BACKGROUND: In 2019, the European Working Group on Sarcopenia in Older People (EWGSOP2) proposed low muscle strength as the primary outcome for sarcopenia diagnosis instead of low muscle mass, as proposed in 2010 (EWGSOP1). Therefore, the aim of this study was to compare the prevalence of sarcopenia using both EWGSOP1 and EWGSOP2 operational definitions in people living with HIV (PLHIV) and to determine the agreement and correlation between different tests proposed by EWGSOP2. SETTING: Cross-sectional study, where 302 PLHIV (151 men), 51.7 ± 9.0 years old were evaluated for the presence of sarcopenia using both EWGSOP1 and EWGSOP2 operational definitions. METHODS: Appendicular skeletal muscle was estimated using bioimpedance analysis. Handgrip strength, chair stand, gait speed, and static balance were used as muscle function measures. Agreement was determined using Cohen kappa and Pearson correlation coefficient was calculated. RESULTS: Sarcopenia prevalence was 4.3% using EWGSOP1 and 1.0% using EWGSOP2. Agreement for sarcopenia diagnosis between EWGSOP1 and EWGSOP2 was fair (k = 0.37, P < 0.01). From the 13 cases of sarcopenia diagnosed using EWGSOP1, only 3 cases (23.1%) were also diagnosed using EWGSOP2. A medium correlation (r = -0.32, P < 0.01) and poor agreement (k = 0.14, P < 0.01) between muscle strength tests (handgrip strength and chair stand) were observed. Concordance between handgrip and chair stand was observed in 11 participants only, whereas 65 participants were considered to have low muscle strength using chair stand but not using handgrip. CONCLUSIONS: Lower sarcopenia prevalence using EWGSOP2 and low agreement between EWGSOP1 and EWGSOP2 operational definitions in diagnosing sarcopenia were observed in PLHIV.

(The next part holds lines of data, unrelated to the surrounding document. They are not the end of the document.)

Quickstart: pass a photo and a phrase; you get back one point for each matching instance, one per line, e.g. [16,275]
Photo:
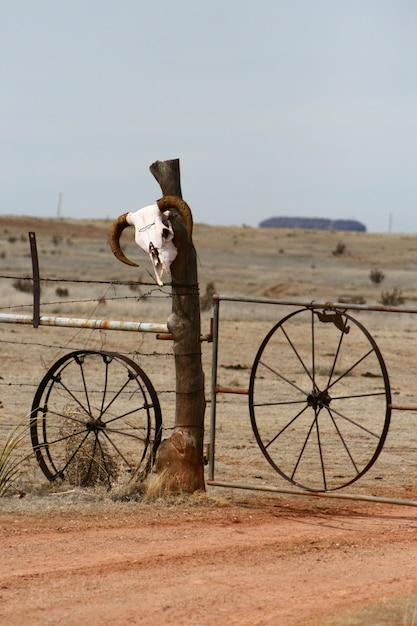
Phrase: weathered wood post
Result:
[180,458]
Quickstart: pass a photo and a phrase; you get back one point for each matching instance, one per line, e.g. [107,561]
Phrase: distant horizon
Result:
[202,223]
[301,108]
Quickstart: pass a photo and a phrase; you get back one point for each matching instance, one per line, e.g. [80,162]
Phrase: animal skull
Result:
[153,233]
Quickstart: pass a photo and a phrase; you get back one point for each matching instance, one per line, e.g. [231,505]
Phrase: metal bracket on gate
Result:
[336,318]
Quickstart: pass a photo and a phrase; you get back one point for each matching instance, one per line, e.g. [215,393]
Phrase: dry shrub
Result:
[161,485]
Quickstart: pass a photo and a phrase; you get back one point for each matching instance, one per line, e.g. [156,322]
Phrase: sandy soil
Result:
[251,561]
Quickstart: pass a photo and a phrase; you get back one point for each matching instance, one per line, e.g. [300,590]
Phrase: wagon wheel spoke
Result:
[94,417]
[320,407]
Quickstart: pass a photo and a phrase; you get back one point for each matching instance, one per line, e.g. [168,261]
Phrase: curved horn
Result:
[117,228]
[174,202]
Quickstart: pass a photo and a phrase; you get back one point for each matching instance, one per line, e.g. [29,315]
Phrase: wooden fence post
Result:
[180,458]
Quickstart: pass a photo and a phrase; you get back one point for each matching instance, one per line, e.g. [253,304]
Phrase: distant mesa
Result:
[317,223]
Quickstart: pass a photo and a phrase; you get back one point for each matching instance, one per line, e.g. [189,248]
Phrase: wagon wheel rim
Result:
[95,418]
[314,408]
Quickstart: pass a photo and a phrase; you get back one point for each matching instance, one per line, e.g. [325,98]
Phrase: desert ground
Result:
[240,556]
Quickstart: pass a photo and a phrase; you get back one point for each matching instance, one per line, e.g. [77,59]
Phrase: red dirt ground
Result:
[250,562]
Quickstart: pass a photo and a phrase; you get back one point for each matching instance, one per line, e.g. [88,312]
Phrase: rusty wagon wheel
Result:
[320,399]
[95,419]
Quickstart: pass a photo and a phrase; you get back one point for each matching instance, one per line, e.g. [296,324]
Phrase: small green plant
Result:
[340,249]
[56,240]
[62,292]
[376,276]
[10,460]
[392,298]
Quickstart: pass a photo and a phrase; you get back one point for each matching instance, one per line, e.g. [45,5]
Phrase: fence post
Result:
[180,457]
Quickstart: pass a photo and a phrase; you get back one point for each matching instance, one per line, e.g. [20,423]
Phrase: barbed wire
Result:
[126,283]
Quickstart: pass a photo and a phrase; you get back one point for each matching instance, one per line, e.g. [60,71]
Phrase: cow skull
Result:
[153,233]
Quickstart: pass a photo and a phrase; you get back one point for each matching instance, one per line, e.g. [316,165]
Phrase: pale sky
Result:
[274,107]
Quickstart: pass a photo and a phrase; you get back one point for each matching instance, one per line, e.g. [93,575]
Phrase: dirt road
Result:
[251,561]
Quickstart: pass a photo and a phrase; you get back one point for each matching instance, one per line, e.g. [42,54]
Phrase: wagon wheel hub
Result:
[95,425]
[318,399]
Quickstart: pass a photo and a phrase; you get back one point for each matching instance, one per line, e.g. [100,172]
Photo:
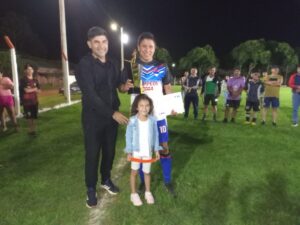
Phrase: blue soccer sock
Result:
[141,173]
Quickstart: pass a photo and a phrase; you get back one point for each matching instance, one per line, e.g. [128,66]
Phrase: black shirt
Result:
[98,82]
[192,81]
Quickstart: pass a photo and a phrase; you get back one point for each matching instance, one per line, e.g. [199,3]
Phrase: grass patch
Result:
[224,173]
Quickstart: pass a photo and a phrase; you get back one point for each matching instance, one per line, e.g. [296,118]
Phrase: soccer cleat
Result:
[170,189]
[91,201]
[149,198]
[214,118]
[109,186]
[135,199]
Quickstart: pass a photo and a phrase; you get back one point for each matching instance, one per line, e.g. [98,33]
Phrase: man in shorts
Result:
[211,88]
[235,86]
[272,91]
[254,88]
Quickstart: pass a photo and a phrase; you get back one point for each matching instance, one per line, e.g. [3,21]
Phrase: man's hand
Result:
[120,118]
[125,87]
[129,156]
[173,113]
[157,155]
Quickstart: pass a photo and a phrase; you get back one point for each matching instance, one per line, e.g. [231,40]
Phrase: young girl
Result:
[29,89]
[141,141]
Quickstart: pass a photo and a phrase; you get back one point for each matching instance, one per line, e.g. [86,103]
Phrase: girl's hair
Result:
[136,102]
[28,65]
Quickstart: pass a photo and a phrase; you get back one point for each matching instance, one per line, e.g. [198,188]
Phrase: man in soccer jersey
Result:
[154,80]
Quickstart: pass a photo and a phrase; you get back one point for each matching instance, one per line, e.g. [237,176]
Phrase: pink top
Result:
[5,85]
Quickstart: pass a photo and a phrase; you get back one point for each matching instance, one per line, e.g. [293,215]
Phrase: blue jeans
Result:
[296,104]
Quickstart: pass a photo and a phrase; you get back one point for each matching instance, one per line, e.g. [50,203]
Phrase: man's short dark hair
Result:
[145,35]
[96,31]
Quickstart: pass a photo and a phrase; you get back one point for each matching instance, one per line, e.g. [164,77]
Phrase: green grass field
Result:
[231,174]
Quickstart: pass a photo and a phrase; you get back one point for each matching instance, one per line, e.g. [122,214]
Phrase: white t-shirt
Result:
[144,150]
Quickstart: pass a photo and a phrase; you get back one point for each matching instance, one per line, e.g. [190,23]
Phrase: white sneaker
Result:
[135,199]
[149,198]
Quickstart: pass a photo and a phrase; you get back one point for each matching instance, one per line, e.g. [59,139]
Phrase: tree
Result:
[20,32]
[201,58]
[251,54]
[163,55]
[284,56]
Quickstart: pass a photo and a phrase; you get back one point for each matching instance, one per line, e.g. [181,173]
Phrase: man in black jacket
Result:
[99,78]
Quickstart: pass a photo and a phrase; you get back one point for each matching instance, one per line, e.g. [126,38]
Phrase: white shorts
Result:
[146,166]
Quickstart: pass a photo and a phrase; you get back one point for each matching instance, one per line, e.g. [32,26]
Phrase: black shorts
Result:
[233,103]
[210,98]
[31,111]
[252,105]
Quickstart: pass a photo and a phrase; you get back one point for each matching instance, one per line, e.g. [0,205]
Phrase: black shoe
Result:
[110,187]
[32,133]
[141,188]
[91,201]
[170,189]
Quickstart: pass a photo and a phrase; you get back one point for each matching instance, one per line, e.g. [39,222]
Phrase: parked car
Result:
[74,88]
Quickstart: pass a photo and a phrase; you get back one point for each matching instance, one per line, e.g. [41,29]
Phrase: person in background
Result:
[224,89]
[191,86]
[7,102]
[211,88]
[182,81]
[294,84]
[272,92]
[254,88]
[29,89]
[235,86]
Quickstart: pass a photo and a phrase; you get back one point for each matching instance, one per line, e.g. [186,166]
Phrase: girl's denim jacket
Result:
[132,135]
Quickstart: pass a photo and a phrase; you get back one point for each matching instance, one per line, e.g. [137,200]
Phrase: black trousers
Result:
[100,136]
[194,99]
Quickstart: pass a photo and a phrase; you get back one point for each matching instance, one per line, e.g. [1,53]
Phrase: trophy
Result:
[135,75]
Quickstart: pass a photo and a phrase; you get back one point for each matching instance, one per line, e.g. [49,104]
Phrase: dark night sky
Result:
[179,25]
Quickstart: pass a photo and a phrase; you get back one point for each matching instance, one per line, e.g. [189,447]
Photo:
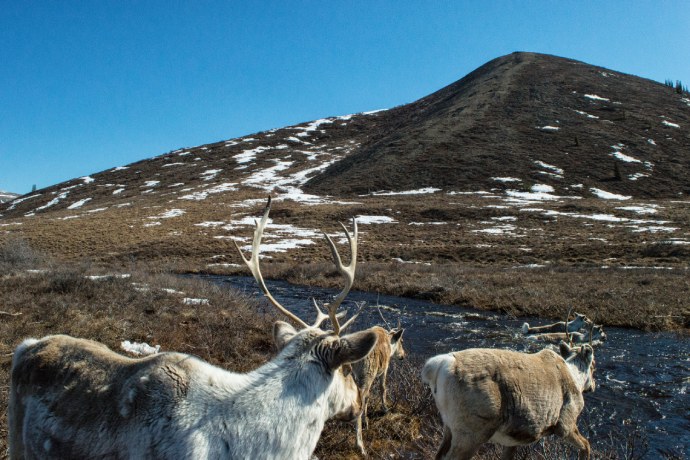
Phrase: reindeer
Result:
[75,398]
[509,398]
[560,326]
[389,344]
[594,335]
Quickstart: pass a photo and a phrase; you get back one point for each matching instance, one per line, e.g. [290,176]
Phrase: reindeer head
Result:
[323,354]
[397,350]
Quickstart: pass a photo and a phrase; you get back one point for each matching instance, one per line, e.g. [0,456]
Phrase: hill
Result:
[497,191]
[535,118]
[7,196]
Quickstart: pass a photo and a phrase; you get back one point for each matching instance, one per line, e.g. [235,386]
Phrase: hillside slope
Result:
[517,121]
[535,118]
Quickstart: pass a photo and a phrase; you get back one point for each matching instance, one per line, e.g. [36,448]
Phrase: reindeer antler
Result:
[253,264]
[348,272]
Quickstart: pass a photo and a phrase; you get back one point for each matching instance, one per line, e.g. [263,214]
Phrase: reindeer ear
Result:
[282,333]
[587,353]
[397,335]
[351,348]
[564,349]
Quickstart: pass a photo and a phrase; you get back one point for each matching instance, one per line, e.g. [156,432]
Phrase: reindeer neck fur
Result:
[294,388]
[579,371]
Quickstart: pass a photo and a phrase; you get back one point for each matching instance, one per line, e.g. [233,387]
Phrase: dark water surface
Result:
[642,378]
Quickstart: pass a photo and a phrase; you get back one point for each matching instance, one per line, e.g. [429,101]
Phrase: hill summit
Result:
[521,121]
[532,118]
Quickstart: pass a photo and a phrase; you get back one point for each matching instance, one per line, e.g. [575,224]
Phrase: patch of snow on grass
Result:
[541,188]
[617,153]
[604,195]
[421,191]
[139,349]
[210,174]
[169,214]
[121,276]
[369,220]
[499,230]
[53,202]
[79,203]
[210,224]
[311,127]
[551,168]
[654,229]
[637,176]
[587,114]
[648,209]
[594,97]
[192,301]
[249,155]
[203,194]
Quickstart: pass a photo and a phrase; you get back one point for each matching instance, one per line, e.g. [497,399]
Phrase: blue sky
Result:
[86,86]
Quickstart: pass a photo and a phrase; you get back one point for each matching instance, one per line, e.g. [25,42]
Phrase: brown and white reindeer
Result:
[389,344]
[595,335]
[75,398]
[509,398]
[560,326]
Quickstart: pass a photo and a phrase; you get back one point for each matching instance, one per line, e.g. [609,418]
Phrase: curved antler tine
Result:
[348,271]
[253,264]
[567,331]
[320,315]
[591,333]
[354,317]
[388,326]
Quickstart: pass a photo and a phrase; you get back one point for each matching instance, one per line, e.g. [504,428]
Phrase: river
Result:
[642,378]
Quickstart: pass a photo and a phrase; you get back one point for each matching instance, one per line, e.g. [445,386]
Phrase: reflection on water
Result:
[642,378]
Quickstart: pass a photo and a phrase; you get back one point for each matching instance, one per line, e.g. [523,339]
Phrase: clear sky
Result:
[90,85]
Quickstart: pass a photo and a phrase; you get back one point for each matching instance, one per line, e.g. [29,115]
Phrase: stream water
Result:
[642,378]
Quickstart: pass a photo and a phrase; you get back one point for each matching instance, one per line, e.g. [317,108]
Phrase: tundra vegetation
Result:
[150,303]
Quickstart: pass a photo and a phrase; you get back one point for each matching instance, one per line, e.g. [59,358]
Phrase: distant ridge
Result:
[520,121]
[533,117]
[7,196]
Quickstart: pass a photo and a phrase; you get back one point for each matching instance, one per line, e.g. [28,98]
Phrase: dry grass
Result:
[451,257]
[230,331]
[645,299]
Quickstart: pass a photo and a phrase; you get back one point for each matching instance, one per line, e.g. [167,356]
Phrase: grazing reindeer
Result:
[593,335]
[509,398]
[75,398]
[560,326]
[389,344]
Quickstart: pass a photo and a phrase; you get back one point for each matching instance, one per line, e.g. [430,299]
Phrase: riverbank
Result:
[643,298]
[230,330]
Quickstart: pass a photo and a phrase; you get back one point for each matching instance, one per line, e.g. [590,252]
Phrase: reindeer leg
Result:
[508,452]
[574,438]
[457,447]
[445,444]
[382,383]
[360,442]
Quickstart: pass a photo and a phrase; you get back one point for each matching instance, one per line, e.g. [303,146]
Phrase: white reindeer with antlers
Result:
[74,398]
[375,366]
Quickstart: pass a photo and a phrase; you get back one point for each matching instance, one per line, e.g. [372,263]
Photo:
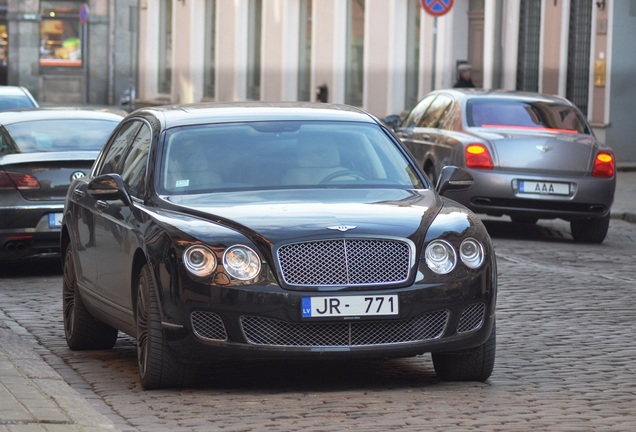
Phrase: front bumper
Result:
[265,321]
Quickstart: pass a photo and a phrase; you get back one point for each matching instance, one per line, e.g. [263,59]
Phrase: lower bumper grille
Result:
[267,331]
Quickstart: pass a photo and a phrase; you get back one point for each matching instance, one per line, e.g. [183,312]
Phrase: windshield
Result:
[282,154]
[61,135]
[524,115]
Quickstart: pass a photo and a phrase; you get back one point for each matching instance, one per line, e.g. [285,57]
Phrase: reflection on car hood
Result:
[280,215]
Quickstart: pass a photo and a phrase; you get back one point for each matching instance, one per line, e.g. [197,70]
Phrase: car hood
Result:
[286,215]
[543,152]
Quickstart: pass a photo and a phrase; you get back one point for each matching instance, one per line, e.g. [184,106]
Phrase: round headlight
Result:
[471,253]
[199,260]
[440,257]
[241,262]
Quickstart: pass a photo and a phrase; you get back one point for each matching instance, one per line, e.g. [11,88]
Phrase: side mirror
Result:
[109,187]
[393,121]
[454,178]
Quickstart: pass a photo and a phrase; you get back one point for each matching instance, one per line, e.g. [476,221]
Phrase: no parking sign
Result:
[437,7]
[84,10]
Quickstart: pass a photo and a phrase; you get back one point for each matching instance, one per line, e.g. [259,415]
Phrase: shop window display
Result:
[60,34]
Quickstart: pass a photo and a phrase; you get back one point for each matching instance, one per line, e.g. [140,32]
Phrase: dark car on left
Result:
[41,151]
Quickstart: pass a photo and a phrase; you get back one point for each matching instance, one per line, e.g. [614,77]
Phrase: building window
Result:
[412,80]
[60,33]
[209,58]
[304,51]
[355,52]
[165,47]
[254,37]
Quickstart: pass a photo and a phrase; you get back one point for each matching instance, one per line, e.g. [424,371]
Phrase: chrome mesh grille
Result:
[472,318]
[267,331]
[208,325]
[345,262]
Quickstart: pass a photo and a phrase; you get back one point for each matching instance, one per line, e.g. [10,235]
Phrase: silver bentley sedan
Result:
[532,156]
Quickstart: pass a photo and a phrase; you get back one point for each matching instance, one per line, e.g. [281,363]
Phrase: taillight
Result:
[604,165]
[478,157]
[11,180]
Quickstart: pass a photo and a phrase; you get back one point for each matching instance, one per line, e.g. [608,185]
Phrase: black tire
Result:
[590,230]
[82,330]
[473,365]
[158,365]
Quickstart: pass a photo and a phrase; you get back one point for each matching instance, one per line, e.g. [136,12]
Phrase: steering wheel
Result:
[343,173]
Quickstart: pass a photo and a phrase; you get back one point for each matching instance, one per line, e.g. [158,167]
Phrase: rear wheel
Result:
[82,330]
[472,365]
[158,365]
[590,230]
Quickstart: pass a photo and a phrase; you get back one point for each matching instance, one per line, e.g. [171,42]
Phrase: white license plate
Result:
[55,220]
[349,306]
[544,188]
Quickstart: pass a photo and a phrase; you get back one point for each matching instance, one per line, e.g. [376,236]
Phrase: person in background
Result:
[464,76]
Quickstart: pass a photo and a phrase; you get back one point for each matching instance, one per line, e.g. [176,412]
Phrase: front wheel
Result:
[81,329]
[472,365]
[158,365]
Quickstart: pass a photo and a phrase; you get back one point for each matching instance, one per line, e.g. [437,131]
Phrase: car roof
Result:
[471,93]
[228,112]
[58,113]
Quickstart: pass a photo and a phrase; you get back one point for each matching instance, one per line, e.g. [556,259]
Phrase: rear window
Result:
[281,154]
[524,115]
[60,135]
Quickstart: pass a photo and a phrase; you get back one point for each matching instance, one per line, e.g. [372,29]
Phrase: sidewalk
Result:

Sarcopenia in people living with the Human Immunodeficiency Virus: a systematic review and meta-analysis.

People living with HIV (PLHIV) experience greater loss of muscle mass and function than people without HIV. However, HIV is not routinely recognized as a sarcopenia risk factor outside of HIV literature. The purposes of this study were to establish the prevalence and predictors of sarcopenia among PLHIV, and to compare the prevalence of sarcopenia among PLHIV and people without HIV. A systematic literature search of the PubMed, Embase, Cinahl, and Scielo databases was performed following PRISMA and MOOSE guidelines. Identified articles were included if they evaluated sarcopenia among PLHIV using either the presence of low muscle mass only or low muscle mass in association with low muscle function. The pooled prevalence of sarcopenia among PLHIV and the odds ratio for sarcopenia in PLHIV compared with controls were calculated. From 13 studies and 2267 participants, the prevalence of sarcopenia among PLHIV was 24.1% (95% CI = 17.8-31.0%). PLHIV presented 6.1 greater odds (95% CI = 1.1-33.5) of sarcopenia compared with people without HIV, matched by age, sex, BMI, and ethnicity. Longer exposure to specific HIV drugs, tobacco and alcohol, lower education and employment rates, and greater HIV duration were associated with sarcopenia. In conclusion, PLHIV had a high prevalence of sarcopenia, related to both HIV and non-HIV risk factors. HIV should be considered a risk factor for sarcopenia in the general population. CRD42019131449.